5.10 Can Honor Prevail?

A few years ago, when I was working on my Bayosphere local media startup, my co-founder, Michael Goff, and I wondered how we could do more than simply encourage Bayosphere’s citizen journalists to operate according to the best principles of journalism in their posts and comments. We came up with an idea that failed, like the overall site, but I still believe it had some merit.

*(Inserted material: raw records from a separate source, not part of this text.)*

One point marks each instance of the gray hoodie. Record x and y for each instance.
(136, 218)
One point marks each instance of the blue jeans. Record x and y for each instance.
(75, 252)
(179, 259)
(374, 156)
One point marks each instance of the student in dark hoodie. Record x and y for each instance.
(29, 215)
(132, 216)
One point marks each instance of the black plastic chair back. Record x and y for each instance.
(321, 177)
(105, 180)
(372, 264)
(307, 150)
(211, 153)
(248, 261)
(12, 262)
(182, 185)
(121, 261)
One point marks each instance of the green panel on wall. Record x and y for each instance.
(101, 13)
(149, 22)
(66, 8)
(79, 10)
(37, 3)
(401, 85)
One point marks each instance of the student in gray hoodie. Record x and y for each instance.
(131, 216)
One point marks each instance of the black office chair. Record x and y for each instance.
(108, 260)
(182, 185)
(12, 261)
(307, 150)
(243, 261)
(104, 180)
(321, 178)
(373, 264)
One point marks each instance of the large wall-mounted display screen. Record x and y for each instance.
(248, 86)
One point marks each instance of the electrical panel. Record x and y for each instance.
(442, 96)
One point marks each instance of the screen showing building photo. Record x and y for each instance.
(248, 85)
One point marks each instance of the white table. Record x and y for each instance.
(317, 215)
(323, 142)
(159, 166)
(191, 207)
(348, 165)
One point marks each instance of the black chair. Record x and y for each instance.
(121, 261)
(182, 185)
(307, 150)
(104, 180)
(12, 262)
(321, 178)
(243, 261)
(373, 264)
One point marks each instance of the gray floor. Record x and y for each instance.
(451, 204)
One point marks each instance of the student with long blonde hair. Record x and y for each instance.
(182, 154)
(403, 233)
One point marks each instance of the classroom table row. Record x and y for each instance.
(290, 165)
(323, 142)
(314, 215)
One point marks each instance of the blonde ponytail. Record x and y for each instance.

The notion, which we called “Honor Tags,” was meant to be a system by which site participants could label themselves as “journalists,” “advocates,” or “neither,” with clear definitions for the first two roles. We hoped to persuade people to assess themselves and their own work, and we had in mind a second-level system by which others in the community could judge whether the tags were accurate. The idea was modestly praised by some as a potentially valuable system, and mercilessly ridiculed by others as utopian nuttiness.

The key value we hoped to instill, however, has not faded at all. If honor isn’t a part of how we do our work, we’ll forfeit any reason to be trusted.

This is why I sometimes despair about professional journalists’ rampant violations of their own standards at the media organizations I respect the most, such as the New York Times, where anonymous sources still get too-free reign. Yet it’s also why I nod with satisfaction when I see a news operation work harder to explain itself and its work, and why I grin at the many experiments aimed at adding transparency and accountability—elements of honor—to journalism at all levels.

News providers of all stripes can announce their standards. If you’re one of them, you should do so and live up to them, admitting publicly when you fail. In the end, community members, doing commerce in the fabled marketplace of ideas, will enforce them.